Luxembourg law ensures that children cannot be cut off without entitlement.
Compulsory inheritance requirements
This is perhaps the easiest area on which to challenge a will. In Luxembourg, the rules are clear: certain people are entitled to a a minimum portion of the estate, a provision that cannot be bypassed for any reason. In particular, Luxembourg law ensures that children cannot be cut off without entitlement – good news for children everywhere who are no longer on good terms with their parents.
The law states that at least 50% of the estate must go to an only child, 67% if there are two, and 75% in the case of three or more. The amount reserved for children is known the hereditary reserve (réserve héréditaire) and people’s discretion is restricted to the remainder of their estate.
This can, of course, cause real problems. Second or third spouses and stepchildren may feel they are being excluded. Compulsory inheritance rules may require the sale of the family home, and other individuals used to financial support may find themselves cut off. This may be unfair, but it is not the fault of the person making the will and cannot be contested.

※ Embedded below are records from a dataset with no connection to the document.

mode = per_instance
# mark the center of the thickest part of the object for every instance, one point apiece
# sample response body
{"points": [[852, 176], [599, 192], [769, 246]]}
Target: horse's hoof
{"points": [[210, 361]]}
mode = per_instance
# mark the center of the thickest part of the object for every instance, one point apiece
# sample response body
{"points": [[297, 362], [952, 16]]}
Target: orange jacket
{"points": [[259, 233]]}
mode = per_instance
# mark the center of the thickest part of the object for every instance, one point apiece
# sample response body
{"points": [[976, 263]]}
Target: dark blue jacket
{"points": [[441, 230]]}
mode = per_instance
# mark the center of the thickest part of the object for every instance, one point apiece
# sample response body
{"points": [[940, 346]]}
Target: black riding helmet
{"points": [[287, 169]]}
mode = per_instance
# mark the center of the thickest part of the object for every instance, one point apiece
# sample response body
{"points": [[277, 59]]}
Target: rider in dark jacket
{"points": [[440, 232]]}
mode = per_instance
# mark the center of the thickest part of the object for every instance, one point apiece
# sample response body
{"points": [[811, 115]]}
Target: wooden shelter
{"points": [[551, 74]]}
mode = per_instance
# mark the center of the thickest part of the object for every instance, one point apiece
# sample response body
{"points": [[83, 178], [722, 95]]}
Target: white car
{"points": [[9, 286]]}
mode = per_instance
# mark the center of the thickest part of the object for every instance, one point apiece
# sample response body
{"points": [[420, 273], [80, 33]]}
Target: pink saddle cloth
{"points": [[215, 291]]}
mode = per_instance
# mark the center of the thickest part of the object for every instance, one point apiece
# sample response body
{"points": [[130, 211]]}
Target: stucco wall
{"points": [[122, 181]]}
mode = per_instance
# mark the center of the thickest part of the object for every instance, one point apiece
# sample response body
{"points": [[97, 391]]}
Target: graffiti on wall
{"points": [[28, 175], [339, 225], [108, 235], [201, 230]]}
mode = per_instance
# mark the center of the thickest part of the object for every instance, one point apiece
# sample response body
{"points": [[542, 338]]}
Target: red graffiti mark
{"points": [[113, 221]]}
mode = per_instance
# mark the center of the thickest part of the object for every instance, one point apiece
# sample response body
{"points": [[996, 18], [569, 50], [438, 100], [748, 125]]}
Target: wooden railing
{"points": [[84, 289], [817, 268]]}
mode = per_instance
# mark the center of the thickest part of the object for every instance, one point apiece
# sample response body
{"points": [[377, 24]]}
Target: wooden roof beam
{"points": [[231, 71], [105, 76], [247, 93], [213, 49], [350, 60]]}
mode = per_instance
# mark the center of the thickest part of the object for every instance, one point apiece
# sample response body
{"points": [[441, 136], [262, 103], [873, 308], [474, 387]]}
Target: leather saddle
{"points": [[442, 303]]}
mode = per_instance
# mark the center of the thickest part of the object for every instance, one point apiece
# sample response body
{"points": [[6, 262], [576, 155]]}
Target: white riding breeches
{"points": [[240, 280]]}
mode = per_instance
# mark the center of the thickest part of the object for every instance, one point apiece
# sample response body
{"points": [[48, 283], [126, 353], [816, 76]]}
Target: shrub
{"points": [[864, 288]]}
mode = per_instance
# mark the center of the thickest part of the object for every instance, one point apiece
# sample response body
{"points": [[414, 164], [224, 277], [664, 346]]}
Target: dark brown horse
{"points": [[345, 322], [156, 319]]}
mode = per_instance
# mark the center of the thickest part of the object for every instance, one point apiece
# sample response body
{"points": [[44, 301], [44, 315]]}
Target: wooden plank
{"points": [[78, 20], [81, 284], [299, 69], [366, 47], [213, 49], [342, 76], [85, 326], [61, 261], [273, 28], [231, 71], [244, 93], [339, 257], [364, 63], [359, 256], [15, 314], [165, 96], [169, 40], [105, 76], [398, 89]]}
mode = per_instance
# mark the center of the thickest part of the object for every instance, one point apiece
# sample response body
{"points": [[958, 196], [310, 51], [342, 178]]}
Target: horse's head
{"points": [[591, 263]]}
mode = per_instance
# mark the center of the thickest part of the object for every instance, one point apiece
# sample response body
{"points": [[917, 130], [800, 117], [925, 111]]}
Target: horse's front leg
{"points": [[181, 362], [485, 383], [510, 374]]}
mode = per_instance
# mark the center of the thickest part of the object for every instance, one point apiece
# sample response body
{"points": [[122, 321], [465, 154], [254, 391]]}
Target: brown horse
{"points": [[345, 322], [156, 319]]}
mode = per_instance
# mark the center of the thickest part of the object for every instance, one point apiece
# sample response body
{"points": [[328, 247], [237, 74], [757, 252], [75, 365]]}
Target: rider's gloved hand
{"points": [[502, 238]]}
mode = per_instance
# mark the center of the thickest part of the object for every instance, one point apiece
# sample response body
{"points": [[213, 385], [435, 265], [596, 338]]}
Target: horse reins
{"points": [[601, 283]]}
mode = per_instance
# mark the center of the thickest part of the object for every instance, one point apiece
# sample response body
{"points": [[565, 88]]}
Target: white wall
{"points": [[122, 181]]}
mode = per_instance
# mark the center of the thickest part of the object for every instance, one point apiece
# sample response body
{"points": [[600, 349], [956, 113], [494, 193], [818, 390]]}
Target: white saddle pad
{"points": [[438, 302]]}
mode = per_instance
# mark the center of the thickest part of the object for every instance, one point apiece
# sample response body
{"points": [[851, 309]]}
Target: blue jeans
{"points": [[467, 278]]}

By contrast, if a legally protected heir has been stripped of their rights, they can contest it through the civil courts. They will need to retain a lawyer who can prove the exact state of the deceased’s estate before any assets have been distributed to heirs or to third parties. Heirs claiming they have been wrongfully deprived must apply for a reduction in distribution to other heirs to ensure they receive their full entitlement.
This can be a long and time-consuming process, often taking a year or more. While the law may be clear, the valuation of the estate may not be. Also, the challenge must be made before distribution has begun, otherwise there is a risk of greater complexity – if wrongfully disbursed money has already been spent, for example.
Validity and interpretation
The most common grounds to contest the validity of a will is the deceased’s mental health at the time the will was made. Old age can bring cognitive decline, and sometimes erratic behaviour. However, the person contesting the will must be able to offer tangible proof that the person making it was not of sound mind at the moment the will was made, which requires more than simply asserting that they made an eccentric decision.
The reasons a will might be subject to misinterpretation are myriad – from poor drafting to a significant change in the value or nature of the assets to be distributed. Individuals considering such a course are advised to take legal advice on whether they have a solid case rather than just a gripe.
In general, claims made through the district courts in Luxembourg will be processed more quickly. Heirs can challenge their entitlement under a will in the civil courts, but it will take longer.
Multi-jurisdictional families
The situation becomes more complex when assets are spread internationally. For expatriates from other EU countries, it is possible to opt for the law of your country of nationality, rather than your country of residence, to determine the rules by which your will and inheritance are distributed. However, the heirs cannot play a part in this decision.
This can create complexities when contesting a will. For example, it is possible to circumvent compulsory inheritance requirements this way, so children excluded from a will may be left without recourse to the rules of the country in which they live. They will need to familiarise themselves with the regime under which the will is to be administered.
Obviously it is better if these disputes do not arise at all. Making it clear beforehand how the estate will be distributed among heirs and explaining the reasons for decisions can help avoid some of these problems or resolve them without recourse to law courts.
“The grounds to mount a legal challenge for a will are limited, and family members who believe they have missed out may need to ask what is permissible before they take action.”